The stream model is memory efficient, but CPU intensive. Rather than store anything in memory, this model works on one item at a time, using only as much memory as is absolutely needed to work on the input. There is no input buffer, and no output buffer, and therefore compute time is based solely on CPU power and other intrinsic factors (ie bus speed, MMU latency, etc.) Before multithreading was added, this was the model used by this program.
The block model is CPU efficient, but memory intensive. Basically, it does the opposite of the stream model, and it buffers everything needed in memory, which allows the program to do things "concurrently" with an actor/event model, as well as switch states and resume without the need to complete one task before moving to the next. Many, many programs use this model because it is easier than the stream model.

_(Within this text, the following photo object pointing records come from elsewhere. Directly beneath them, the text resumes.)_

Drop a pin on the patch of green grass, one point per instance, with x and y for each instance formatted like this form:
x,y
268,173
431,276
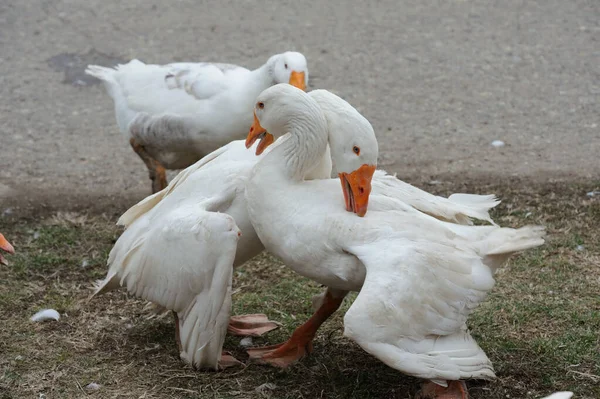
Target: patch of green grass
x,y
539,325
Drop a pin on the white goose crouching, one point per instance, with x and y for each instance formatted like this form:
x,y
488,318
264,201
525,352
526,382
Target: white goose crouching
x,y
419,278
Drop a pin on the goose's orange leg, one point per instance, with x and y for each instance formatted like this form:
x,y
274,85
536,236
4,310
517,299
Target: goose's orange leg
x,y
156,171
300,343
5,246
253,325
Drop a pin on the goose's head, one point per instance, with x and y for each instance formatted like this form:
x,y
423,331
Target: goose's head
x,y
352,140
353,146
275,110
5,246
289,67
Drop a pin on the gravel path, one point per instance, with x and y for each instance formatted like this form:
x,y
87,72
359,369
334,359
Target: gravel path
x,y
439,81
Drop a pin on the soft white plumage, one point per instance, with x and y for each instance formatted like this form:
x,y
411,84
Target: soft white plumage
x,y
420,277
177,113
219,178
560,395
343,117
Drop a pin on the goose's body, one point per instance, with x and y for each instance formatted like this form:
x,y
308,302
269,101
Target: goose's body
x,y
5,246
419,278
214,184
175,114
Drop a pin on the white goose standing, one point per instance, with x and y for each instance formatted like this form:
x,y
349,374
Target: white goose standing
x,y
160,242
177,113
419,278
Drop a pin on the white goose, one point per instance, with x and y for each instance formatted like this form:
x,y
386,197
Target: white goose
x,y
5,246
175,114
419,278
217,183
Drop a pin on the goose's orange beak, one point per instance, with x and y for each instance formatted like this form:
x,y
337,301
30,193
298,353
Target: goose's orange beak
x,y
297,79
257,132
357,188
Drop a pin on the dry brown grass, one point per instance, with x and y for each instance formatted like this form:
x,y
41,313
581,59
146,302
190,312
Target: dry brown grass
x,y
540,326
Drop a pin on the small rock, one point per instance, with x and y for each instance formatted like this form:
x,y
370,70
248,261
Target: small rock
x,y
46,314
92,386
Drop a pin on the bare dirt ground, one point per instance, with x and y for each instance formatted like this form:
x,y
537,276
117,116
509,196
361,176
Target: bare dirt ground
x,y
439,81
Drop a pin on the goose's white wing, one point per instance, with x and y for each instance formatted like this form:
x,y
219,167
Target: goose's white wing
x,y
560,395
412,308
234,151
458,208
183,264
157,104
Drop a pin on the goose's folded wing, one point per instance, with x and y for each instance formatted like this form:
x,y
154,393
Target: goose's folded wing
x,y
234,150
412,308
184,264
458,208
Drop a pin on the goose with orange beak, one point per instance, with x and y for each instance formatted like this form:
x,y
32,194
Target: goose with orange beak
x,y
5,246
355,174
175,114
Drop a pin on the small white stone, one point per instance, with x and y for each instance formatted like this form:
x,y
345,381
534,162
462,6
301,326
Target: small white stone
x,y
92,386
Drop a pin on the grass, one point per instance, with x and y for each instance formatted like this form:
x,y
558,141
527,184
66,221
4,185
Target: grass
x,y
540,325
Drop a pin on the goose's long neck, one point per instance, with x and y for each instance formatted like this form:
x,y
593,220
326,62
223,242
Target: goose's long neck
x,y
261,79
298,154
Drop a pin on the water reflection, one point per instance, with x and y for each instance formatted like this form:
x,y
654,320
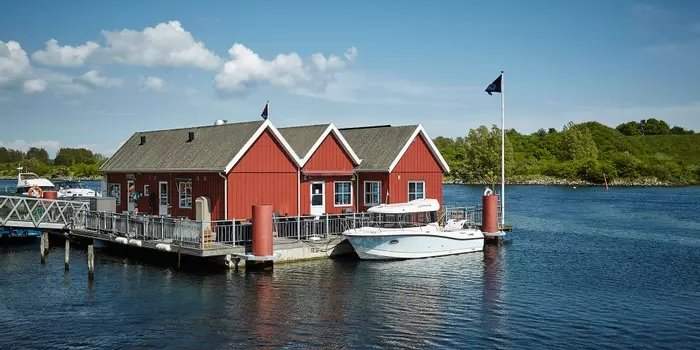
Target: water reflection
x,y
493,315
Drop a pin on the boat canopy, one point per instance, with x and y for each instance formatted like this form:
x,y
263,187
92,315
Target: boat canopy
x,y
414,206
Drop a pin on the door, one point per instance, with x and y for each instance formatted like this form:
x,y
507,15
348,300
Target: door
x,y
318,198
163,198
131,195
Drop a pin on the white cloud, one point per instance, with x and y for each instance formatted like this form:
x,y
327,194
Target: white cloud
x,y
64,56
34,86
94,79
14,64
166,44
246,69
153,83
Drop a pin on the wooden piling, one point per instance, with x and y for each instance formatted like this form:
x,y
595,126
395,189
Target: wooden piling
x,y
178,259
44,246
66,258
91,261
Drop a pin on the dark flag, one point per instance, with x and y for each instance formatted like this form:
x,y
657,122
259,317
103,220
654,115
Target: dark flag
x,y
265,110
495,86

Since multithreading is CPU efficient, it must make use of the block model. Unfortunately, that means that this program/library was unable to be multithreaded without an overhaul.
I opted for what most people would consider an overly complicated re-write because rather than going about it with a "get 'er done" attitude a la Larry the Cable Guy, I worked with an idealistic approach with the hopes of allowing the original goals of the program and now library I wrote to be met while using multithreading to take advantage of modern computer systems. I split the original RS274 class into three new classes, RS274Tokenizer, RS274Worker, and RS274. Each one builds on the previous one, where RS274Tokenizer is just like the old RS274 class, which is stream-based, and contains only extra data, namely the regex strings needed to do the search and parse operation. It is extremely lightweight. RS274Worker contains the tokenizer, plus a buffer for data to work on, and utility functions to set up and run. Finally, RS274 now contains only automation, making loading, creating threads, moving data, parsing, reconstruction, and finally cleanup a simple process.
The functionality remains the same, and the per-thread parsing speed is unchanged so far as I can tell - 125,000 lines of gcode in 33 seconds or so on a Sandybridge 3.1GHz processor. Now, the program can saturate system resources (processor wise) and use all available threads to work in parallel. Watching it work on a 2.6GHz Ivybridge 8-core i7 is amazing.
Most of the bugs are squashed at this point, I think. Now I'm just trying to make it "memcheck clean."